Implement per-IP or per-username rate limits using a lightweight store (e.g., in-memory cache or Redis) and use DynamoDB conditional writes to enforce account-level attempt counters when necessary.

import time
from flask import Flask, request, jsonify
import boto3
from botocore.exceptions import ClientError

app = Flask(__name__)
ddb = boto3.resource('dynamodb', region_name='us-east-1')
table = ddb.Table('users')

# Simple in-memory rate limiter (for demonstration; use Redis in production)
attempts = {}

def is_rate_limited(identifier):
    now = time.time()
    window = 60  # seconds
    limit = 10   # max attempts per window
    attempts.setdefault(identifier, [])
    attempts[identifier] = [t for t in attempts[identifier] if t > now - window]
    if len(attempts[identifier]) >= limit:
        return True
    attempts[identifier].append(now)
    return False

@app.route('/login', methods=['POST'])
def login():
    data = request.get_json(force=True, silent=True)
    if not data or 'username' not in data or 'password' not in data:
        return jsonify({'message': 'Missing credentials'}), 400

    username = data['username'].strip()
    ip = request.remote_addr

    if is_rate_limited(f'login:{ip}'):
        return jsonify({'message': 'Too many requests'}), 429

    try:
        # Fetch user record; avoid revealing existence via timing or status code differences
        response = table.get_item(Key={'username': username})
        user = response.get('Item')
        if not user:
            # Still perform a dummy operation to keep timing similar
            table.get_item(Key={'username': 'dummy_non_existent'})
            return jsonify({'message': 'Invalid credentials'}), 401

        # In production, use a proper password hashing library (e.g., passlib)
        if user.get('password_hash') != hash_password_stub(data['password']):
            return jsonify({'message': 'Invalid credentials'}), 401

        # Successful authentication flow here
        return jsonify({'message': 'Authenticated'}), 200
    except ClientError as e:
        app.logger.error(f'DynamoDB error: {e.response["Error"]["Code"]}')
        return jsonify({'message': 'Service error'}), 500

def hash_password_stub(password: str) -> str:
    # Replace with proper hashing in production
    return password

Avoiding user enumeration in DynamoDB queries

Ensure responses do not reveal whether a username exists. Use a consistent code path and, when possible, perform a constant-time comparison by retrieving a placeholder record for non-existent users.

import hmac
import hashlib
import os

def verify_password_stored(stored_hash, provided_password):
    # Use HMAC and a secret key to mitigate timing attacks
    secret = os.environ.get('HMAC_SECRET', 'fallbacksecret')
    return hmac.compare_digest(stored_hash, hmac.new(secret.encode(), provided_password.encode(), hashlib.sha256).digest())

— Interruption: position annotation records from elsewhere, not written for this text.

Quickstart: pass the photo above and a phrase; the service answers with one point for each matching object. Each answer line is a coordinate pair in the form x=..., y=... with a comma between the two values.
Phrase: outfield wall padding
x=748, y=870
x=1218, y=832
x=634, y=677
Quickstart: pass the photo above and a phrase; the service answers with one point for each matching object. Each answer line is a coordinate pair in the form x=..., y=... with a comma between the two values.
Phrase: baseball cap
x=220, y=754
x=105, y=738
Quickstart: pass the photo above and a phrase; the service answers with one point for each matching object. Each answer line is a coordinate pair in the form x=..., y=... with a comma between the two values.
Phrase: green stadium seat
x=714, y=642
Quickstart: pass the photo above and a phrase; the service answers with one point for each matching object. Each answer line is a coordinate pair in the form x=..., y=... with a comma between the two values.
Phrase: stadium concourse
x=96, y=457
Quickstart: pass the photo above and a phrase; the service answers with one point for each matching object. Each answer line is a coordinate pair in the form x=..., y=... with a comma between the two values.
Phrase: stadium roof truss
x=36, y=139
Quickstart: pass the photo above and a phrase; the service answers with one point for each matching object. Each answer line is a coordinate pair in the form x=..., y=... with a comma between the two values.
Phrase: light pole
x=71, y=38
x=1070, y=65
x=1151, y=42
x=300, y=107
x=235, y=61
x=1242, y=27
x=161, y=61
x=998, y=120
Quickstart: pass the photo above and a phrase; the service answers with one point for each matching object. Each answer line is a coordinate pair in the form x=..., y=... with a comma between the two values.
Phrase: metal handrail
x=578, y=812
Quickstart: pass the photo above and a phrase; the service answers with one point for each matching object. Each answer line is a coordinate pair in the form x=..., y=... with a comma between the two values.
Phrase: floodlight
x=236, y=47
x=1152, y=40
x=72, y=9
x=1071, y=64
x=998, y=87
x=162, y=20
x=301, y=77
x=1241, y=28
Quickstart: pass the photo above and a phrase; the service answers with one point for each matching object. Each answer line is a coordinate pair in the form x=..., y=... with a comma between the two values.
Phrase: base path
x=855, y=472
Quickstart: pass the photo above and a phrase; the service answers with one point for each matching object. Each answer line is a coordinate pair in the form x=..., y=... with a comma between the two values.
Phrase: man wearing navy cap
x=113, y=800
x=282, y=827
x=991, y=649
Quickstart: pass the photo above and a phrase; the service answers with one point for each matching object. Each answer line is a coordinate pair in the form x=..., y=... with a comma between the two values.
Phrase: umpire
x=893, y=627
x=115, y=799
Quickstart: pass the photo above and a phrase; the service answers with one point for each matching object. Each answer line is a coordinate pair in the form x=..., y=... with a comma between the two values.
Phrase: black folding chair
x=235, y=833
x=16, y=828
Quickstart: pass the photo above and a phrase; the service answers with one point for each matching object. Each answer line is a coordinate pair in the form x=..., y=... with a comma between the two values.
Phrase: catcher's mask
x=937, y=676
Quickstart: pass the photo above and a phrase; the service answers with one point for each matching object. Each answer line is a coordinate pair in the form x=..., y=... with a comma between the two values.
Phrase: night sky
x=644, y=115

middleBrick’s LLM/AI Security checks can also validate whether your endpoints leak information through prompts or generated text, helping you detect subtle enumeration channels that may complement authentication flows.

For continuous assurance, the middleBrick Pro plan provides continuous monitoring and configurable scanning schedules so your authentication behavior remains resilient as code evolves. The CLI allows you to integrate checks into scripts, while the GitHub Action can fail builds if risk scores exceed your threshold.

Frequently Asked Questions

How can I prevent user enumeration when using Flask and DynamoDB?
Return the same HTTP status code and generic message for invalid credentials regardless of whether the username exists. Use a dummy DynamoDB get-item call for non-existent users to keep timing and behavior consistent, and avoid custom headers or response fields that reveal account presence.
Is DynamoDB’s on-demand capacity sufficient to stop credential stuffing attacks?
No. DynamoDB’s scalability does not prevent abuse; you must implement application-level rate limiting, IP-based throttling, and authentication controls. Relying on service limits alone can lead to high costs or ineffective mitigation.